A study published in this Issue by da Silva et al. [13] showed the in vitro activity of the triterpenes betulinic acid and ursolic acid and twenty of their derivatives against planktonic and biofilm cells (Gram-positive bacterial pathogens: Enterococcus faecalis, Staphylococcus aureus and S. epidermidis). The authors verified, for the first time, whether different groups of triterpenes at carbon 3 (C-3) may interfere in the antibiofilm activity with minimal or no antibacterial effect. After the screening of 22 compounds at 3 distinct concentrations, they found antibiofilm activity for 8 distinct derivatives without an antibiotic effect.

Another study with important triterpenes was published in this Issue by da Silva Júnior et al. [14], developing inclusion complexes of α, β amyrin, a natural mixture of pentacyclic triterpenes with cyclodextrin, by two different methods. Physicochemical characterization indicated the formation of inclusion complexes with cyclodextrin which were shown to be an effective and promising alternative to enhance the anti-inflammatory activity and safety of this triterpene.

Bioactive diterpenes were also described in this Special Issue: a review and an anti-tumor study with cembranoids from tobacco [15,16], and glucoside derivative rebaudioside C, a sweetener [17].

The cembranoids present an unusual 14-member macrocyclic diterpenic backbone, with three symmetrically distributed methyl groups and one isopropyl; they usually present a symmetry plane. Very common in tobacco leaves, but also found in Pinus and soft corals, they present several biological activities, highlighting the neuroprotective action blocking the functions of nicotinic acetylcholine receptors, with singular cellular signal transduction pathways and anti-tumoral properties.
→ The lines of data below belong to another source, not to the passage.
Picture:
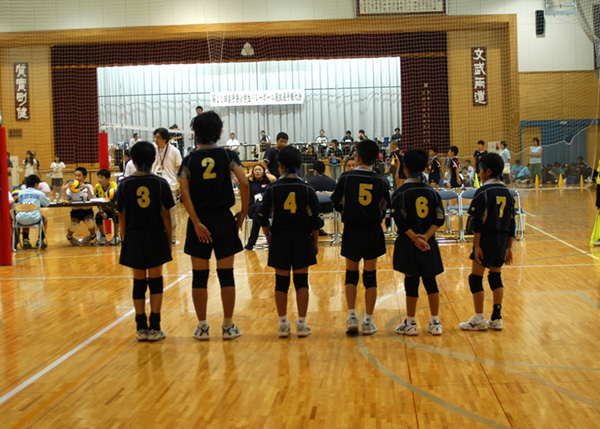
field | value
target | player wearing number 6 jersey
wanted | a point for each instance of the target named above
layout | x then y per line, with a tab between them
493	213
418	211
362	196
207	193
143	202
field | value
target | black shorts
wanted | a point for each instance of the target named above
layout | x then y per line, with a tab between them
291	249
493	247
81	214
143	248
408	259
224	234
434	178
362	241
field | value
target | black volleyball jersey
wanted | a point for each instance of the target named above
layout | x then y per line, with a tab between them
143	198
493	209
292	204
417	206
208	170
361	196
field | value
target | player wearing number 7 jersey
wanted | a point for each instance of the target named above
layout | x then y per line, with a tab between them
362	196
207	193
493	213
143	202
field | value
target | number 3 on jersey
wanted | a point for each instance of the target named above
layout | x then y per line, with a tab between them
143	195
290	203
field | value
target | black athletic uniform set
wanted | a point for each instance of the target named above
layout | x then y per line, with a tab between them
143	199
362	197
493	213
294	208
208	170
417	206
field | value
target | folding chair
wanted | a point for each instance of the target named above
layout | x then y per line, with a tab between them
451	210
23	208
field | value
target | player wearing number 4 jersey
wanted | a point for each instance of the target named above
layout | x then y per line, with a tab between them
493	213
207	193
143	202
362	196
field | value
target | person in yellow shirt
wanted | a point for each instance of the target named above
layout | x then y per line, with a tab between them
105	188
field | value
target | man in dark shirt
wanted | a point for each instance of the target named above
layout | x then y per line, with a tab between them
270	161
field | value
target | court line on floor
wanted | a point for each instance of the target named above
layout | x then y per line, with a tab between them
74	350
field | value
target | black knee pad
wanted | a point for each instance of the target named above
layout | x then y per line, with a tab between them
495	280
476	283
282	283
301	281
351	277
199	279
430	285
155	285
225	276
411	286
139	288
370	279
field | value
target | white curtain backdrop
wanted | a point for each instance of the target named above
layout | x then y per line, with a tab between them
340	95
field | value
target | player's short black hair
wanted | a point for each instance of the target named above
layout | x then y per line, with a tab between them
32	180
493	162
208	127
416	160
368	151
143	155
83	171
290	158
319	167
104	173
164	133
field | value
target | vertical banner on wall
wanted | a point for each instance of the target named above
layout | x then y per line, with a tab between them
479	68
21	91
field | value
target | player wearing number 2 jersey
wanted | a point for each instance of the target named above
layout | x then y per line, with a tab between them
493	213
362	196
207	193
144	201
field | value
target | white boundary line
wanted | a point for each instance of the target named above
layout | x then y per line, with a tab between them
70	353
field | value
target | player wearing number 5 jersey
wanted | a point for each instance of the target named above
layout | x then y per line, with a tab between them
493	213
144	201
207	193
418	211
362	196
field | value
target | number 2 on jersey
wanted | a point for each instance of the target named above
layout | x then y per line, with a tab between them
143	195
290	203
501	201
209	164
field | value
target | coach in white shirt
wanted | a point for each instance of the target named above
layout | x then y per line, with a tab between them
166	165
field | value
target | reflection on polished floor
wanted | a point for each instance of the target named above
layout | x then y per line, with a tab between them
69	357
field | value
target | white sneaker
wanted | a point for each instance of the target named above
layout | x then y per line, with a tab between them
231	332
496	325
154	335
201	332
474	324
284	330
352	325
407	329
435	328
369	328
302	329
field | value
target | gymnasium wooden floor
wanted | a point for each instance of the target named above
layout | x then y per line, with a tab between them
69	358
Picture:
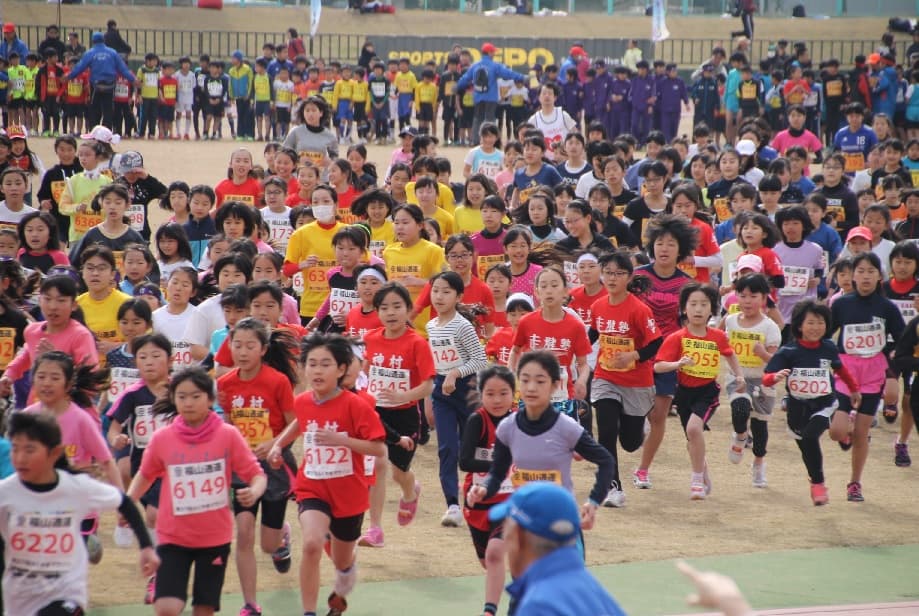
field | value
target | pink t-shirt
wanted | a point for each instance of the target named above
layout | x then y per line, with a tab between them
195	496
81	432
808	140
75	340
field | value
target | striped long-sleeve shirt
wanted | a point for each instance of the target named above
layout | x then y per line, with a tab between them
456	345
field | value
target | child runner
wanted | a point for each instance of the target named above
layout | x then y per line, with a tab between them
401	371
44	502
194	456
755	339
458	356
695	352
622	389
257	397
866	322
496	385
806	365
331	495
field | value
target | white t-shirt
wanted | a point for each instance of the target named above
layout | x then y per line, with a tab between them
55	571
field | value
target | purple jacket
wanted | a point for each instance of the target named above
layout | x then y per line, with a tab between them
671	91
643	88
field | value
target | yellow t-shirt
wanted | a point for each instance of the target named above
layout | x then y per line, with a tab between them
313	239
101	317
422	260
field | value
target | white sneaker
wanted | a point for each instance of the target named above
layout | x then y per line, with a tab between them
615	498
759	475
453	517
735	451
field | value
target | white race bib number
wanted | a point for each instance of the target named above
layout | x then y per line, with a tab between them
864	339
198	487
325	461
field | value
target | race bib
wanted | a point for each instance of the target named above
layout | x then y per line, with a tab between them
387	379
121	379
253	424
7	346
743	343
325	461
809	383
446	355
864	339
610	347
42	544
796	280
706	357
341	301
198	487
136	216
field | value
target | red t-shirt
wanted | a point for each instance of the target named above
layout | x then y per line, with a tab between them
249	192
334	474
565	339
358	323
581	302
624	327
256	407
498	348
397	364
706	352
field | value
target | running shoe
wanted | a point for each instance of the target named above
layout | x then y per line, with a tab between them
901	455
819	494
453	518
373	538
150	592
641	478
854	492
281	556
736	449
759	475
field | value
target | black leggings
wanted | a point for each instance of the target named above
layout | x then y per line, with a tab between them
807	425
612	425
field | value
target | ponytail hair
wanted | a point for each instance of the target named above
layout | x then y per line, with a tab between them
281	346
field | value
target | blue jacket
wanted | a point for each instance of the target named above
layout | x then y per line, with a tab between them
104	65
495	71
558	584
18	45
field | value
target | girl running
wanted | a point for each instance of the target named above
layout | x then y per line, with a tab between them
458	356
194	456
43	504
331	490
866	322
806	365
695	352
401	370
257	397
622	390
496	390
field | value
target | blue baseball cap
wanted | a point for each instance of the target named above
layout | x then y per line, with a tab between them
542	508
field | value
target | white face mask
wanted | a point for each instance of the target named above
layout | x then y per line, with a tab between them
324	213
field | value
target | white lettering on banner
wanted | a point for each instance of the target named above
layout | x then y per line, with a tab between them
41	543
809	383
198	487
325	461
864	339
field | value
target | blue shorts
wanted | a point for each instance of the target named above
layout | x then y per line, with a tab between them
665	383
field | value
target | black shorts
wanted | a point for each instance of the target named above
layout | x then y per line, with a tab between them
274	500
175	569
426	112
407	422
480	538
343	529
700	401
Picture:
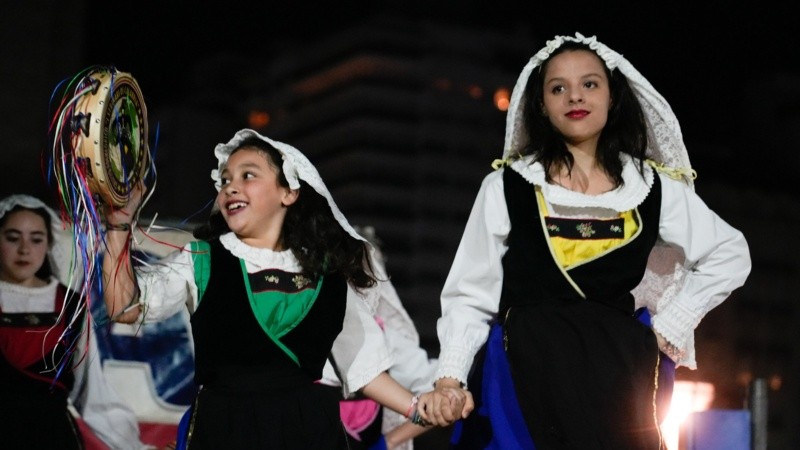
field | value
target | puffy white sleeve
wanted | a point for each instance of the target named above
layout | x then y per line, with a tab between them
360	351
471	293
412	367
717	262
167	285
103	410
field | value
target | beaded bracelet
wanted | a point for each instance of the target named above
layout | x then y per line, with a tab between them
118	227
416	419
412	406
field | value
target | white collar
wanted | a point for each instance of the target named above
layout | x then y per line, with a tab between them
624	198
262	258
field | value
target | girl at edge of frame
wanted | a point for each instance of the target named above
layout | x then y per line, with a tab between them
36	307
276	249
586	263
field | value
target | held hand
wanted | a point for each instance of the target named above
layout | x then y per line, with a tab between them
447	403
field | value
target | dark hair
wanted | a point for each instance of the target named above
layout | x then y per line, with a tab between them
45	271
625	130
310	231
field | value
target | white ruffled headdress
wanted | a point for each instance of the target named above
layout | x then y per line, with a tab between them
665	271
665	141
295	167
64	266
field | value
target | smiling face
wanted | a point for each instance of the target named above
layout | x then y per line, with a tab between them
577	96
252	200
23	247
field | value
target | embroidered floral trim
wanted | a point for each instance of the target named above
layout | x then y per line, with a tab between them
300	281
585	229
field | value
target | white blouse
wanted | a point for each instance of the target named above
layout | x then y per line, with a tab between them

These activities were reviewed in one paper from this Special Issue [15], while another paper [16] described the isolation of cembranoids from tobacco leaves and the evaluation against hepatoma cell lines, observing that some of them can alter cell morphology and membrane permeability before inducing apoptosis.

This wide biological property profile that turns terpenes into one of the most important classes of natural products is demonstrated in another paper published in this Special Issue. “Enzymatic Synthesis and Characterization of a Novel α-1→6-Glucosyl Rebaudioside C Derivative Sweetener” [17] brings forward this unusual sweetener characteristic from diterpenes, which are so important in food sciences in times of epidemic metabolic syndrome. In this paper, the authors present some enzymatic transformations on rebaudioside C, the third most prevalent steviol glycoside in Stevia rebaudiana leaves, to increase its applications in food and beverage products with improved sweetness, reduced bitterness and enhanced solubility in water.